An Interview with Judy Blazer

It was a full ten seasons between Judy Blazer's first Seattle performance at the 5th Avenue Theatre as a beguiling Marsinah in 1993's Kismet in 1993 to her second visit, as a loverly Eliza in My Fair Lady in 2003. But for trip number three, the radiant stage presence and ravishing voice of this New York theatre mainstay (Me and My Girl, Titanic, Hello Again, 45 Seconds from Broadway) are deployed in the launching of a brand new musical, Yankee Doodle Dandy [see David's review], which may ultimately be Broadway bound.

After a day of costume fittings, and just prior to starting a week of arduous ten (hour) out of 12 rehearsals, Judy sat down with me in the lobby of the 5th to talk about the show, her most recent triumph as the Beggar Woman in Sweeney Todd at NY City Opera, and a new theatre organization that is very close to her heart.

David-Edward Hughes:  Judy, I met you back when you were here in Kismet.

Judy Blazer:  That's right. You have a good memory.

DEH:  And I very much enjoyed you as Eliza in My Fair Lady, but this is something altogether different - creating a role, or rather two roles, in a brand new stage musical based on the life of Broadway legend George M. Cohan.

JB:  Isn't that wild? It's a new show, about a man that we know so much about, and yet we don't really know the true story because he protected himself when [the 1942 Jimmy Cagney] movie came out, and it changed a lot of the facts.

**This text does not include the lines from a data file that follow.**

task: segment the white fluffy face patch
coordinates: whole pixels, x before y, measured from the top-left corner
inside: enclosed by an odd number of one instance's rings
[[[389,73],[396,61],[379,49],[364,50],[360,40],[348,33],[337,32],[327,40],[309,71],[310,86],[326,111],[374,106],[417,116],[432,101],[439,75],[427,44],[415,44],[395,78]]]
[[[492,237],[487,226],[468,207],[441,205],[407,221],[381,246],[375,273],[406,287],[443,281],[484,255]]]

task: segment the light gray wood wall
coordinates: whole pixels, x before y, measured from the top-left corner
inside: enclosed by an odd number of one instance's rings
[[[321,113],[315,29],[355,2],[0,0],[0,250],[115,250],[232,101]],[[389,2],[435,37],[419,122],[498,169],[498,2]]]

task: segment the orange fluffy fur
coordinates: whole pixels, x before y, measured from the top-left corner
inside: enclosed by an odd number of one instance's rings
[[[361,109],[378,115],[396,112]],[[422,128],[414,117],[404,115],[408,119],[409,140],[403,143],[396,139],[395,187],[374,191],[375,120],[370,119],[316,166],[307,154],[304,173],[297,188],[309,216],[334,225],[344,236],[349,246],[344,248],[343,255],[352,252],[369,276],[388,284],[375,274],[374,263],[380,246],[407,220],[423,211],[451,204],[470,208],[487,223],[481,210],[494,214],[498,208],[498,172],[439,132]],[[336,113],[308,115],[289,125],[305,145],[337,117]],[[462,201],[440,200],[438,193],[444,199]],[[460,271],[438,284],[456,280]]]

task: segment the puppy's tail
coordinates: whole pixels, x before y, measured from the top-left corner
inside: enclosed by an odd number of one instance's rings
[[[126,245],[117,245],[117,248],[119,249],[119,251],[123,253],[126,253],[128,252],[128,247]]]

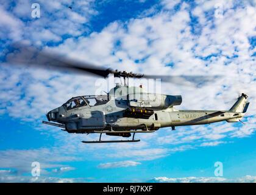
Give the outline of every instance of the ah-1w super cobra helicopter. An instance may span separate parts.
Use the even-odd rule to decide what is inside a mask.
[[[32,51],[34,51],[32,49]],[[28,49],[29,52],[31,49]],[[249,103],[244,93],[229,110],[180,110],[174,106],[180,105],[182,96],[147,93],[140,87],[129,87],[129,78],[162,78],[163,81],[175,82],[180,76],[146,76],[104,69],[87,63],[64,60],[46,52],[39,52],[36,60],[24,58],[13,58],[20,64],[46,63],[57,68],[86,72],[103,77],[112,74],[123,77],[124,83],[117,85],[104,95],[87,95],[72,98],[62,106],[49,112],[49,121],[43,123],[61,127],[68,133],[99,133],[98,141],[83,141],[84,143],[137,142],[136,133],[149,133],[162,127],[206,124],[226,121],[238,122],[244,116]],[[26,56],[26,55],[25,55]],[[43,59],[43,60],[42,60]],[[47,62],[45,60],[47,59]],[[31,60],[31,59],[30,59]],[[204,76],[182,76],[187,80],[201,80]],[[129,140],[101,140],[102,133],[110,136],[130,137]]]

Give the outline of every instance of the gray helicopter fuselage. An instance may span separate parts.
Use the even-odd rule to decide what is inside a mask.
[[[155,130],[166,127],[239,121],[244,115],[244,108],[246,107],[247,109],[249,104],[247,96],[242,94],[230,110],[179,110],[174,105],[181,104],[180,96],[144,93],[140,88],[125,95],[118,92],[117,95],[115,90],[119,88],[110,91],[107,97],[99,96],[100,99],[105,97],[105,99],[101,99],[99,104],[96,102],[93,105],[90,105],[90,102],[99,96],[74,98],[75,101],[77,98],[80,101],[85,101],[86,104],[69,109],[68,104],[63,104],[48,113],[48,120],[65,124],[65,130],[70,133],[104,130]],[[66,104],[71,104],[72,101],[73,99]]]

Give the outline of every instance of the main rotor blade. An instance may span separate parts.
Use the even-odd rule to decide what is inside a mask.
[[[172,83],[182,85],[190,85],[194,83],[197,85],[204,85],[208,82],[214,82],[221,77],[220,75],[202,76],[202,75],[144,75],[146,79],[160,79],[162,82]]]
[[[69,69],[103,77],[107,77],[109,74],[114,73],[110,69],[98,67],[91,63],[68,58],[45,50],[40,51],[23,44],[16,43],[12,46],[12,48],[15,53],[7,54],[7,60],[9,63],[33,65],[43,68],[51,67],[57,69]]]

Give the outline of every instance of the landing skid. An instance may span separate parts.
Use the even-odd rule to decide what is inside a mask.
[[[135,133],[133,133],[132,136],[132,140],[105,140],[102,141],[101,140],[101,135],[102,133],[101,133],[99,135],[99,141],[82,141],[82,143],[85,144],[93,144],[93,143],[127,143],[127,142],[138,142],[140,140],[134,140],[134,136],[135,135]]]
[[[106,140],[106,141],[82,141],[82,143],[85,144],[93,144],[99,143],[126,143],[126,142],[138,142],[140,140]]]

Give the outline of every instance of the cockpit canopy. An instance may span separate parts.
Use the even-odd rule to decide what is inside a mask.
[[[77,96],[68,100],[63,104],[63,106],[69,110],[82,106],[93,107],[105,104],[109,100],[109,95]]]

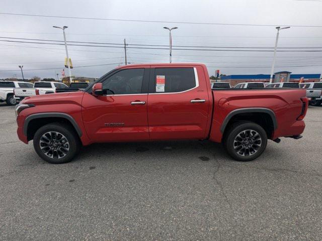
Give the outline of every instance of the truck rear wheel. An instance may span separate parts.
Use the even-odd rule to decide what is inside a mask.
[[[260,126],[251,122],[238,122],[227,130],[224,146],[237,161],[247,162],[259,157],[267,144],[267,135]]]
[[[8,95],[7,97],[6,102],[8,105],[16,105],[18,103],[18,101],[15,98],[13,95]]]
[[[37,154],[50,163],[70,162],[78,153],[80,143],[76,133],[69,127],[51,123],[39,128],[34,136]]]

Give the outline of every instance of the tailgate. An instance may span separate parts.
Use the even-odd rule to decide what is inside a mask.
[[[306,97],[318,98],[321,96],[322,90],[320,89],[307,89]]]
[[[28,97],[36,95],[36,89],[33,88],[15,88],[14,93],[16,97]]]

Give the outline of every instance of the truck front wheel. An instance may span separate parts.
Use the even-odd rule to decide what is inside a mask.
[[[238,122],[225,134],[223,145],[228,154],[237,161],[247,162],[259,157],[267,144],[267,135],[260,126]]]
[[[62,125],[58,123],[46,125],[34,136],[36,152],[50,163],[70,162],[79,150],[80,143],[75,132],[71,127]]]
[[[16,105],[18,103],[18,101],[13,95],[8,95],[6,102],[7,102],[7,104],[8,105]]]

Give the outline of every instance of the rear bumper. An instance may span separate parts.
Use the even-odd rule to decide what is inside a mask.
[[[292,126],[287,129],[282,130],[281,132],[276,132],[273,140],[279,137],[298,137],[301,135],[305,128],[305,124],[303,120],[296,120]],[[294,138],[296,139],[297,138]],[[298,138],[297,138],[298,139]]]

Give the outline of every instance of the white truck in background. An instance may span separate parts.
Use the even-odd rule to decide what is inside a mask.
[[[310,82],[300,84],[300,88],[306,89],[306,96],[310,97],[308,103],[311,105],[318,106],[322,103],[322,82]],[[319,92],[319,96],[313,96],[316,91]],[[311,96],[310,96],[311,95]]]
[[[20,99],[15,97],[14,89],[15,88],[29,88],[34,85],[31,83],[23,81],[0,81],[0,102],[6,102],[8,105],[15,105]]]
[[[15,88],[15,96],[17,98],[23,98],[38,94],[52,94],[57,88],[67,88],[68,86],[62,83],[49,81],[35,82],[33,88]]]

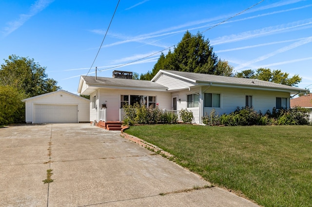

Production-wise, I can tell all ready it's going to be astounding! Our costume designer Greg Poplyk's clothes are unbelievable. Just the beauty of them, and the detail. And we're starting to see the sets, just a tad of them. Very exciting, and the cast is just delicious. Sean (actor Sean Martin Hingson who plays George M. Cohan) is a very good friend of mine. We've known each other in for twelve years, which is when he had just arrived in New York from Australia. He is probably the biggest star who ever lived. Wait till you see him. This role is perfect because he gets to do everything. He's a great dancer, and he sings beautifully, but what I didn't know about him is he's a great actor too. He is also a great guy, just a love. And he's a Dad! He and his partner Brad adopted this beautiful girl from Mexico named Grace, and they and his Mom from Australia are all coming in to see the show. He's just a love of a man, funny and smart, and fiercely talented, He does it all, and so well.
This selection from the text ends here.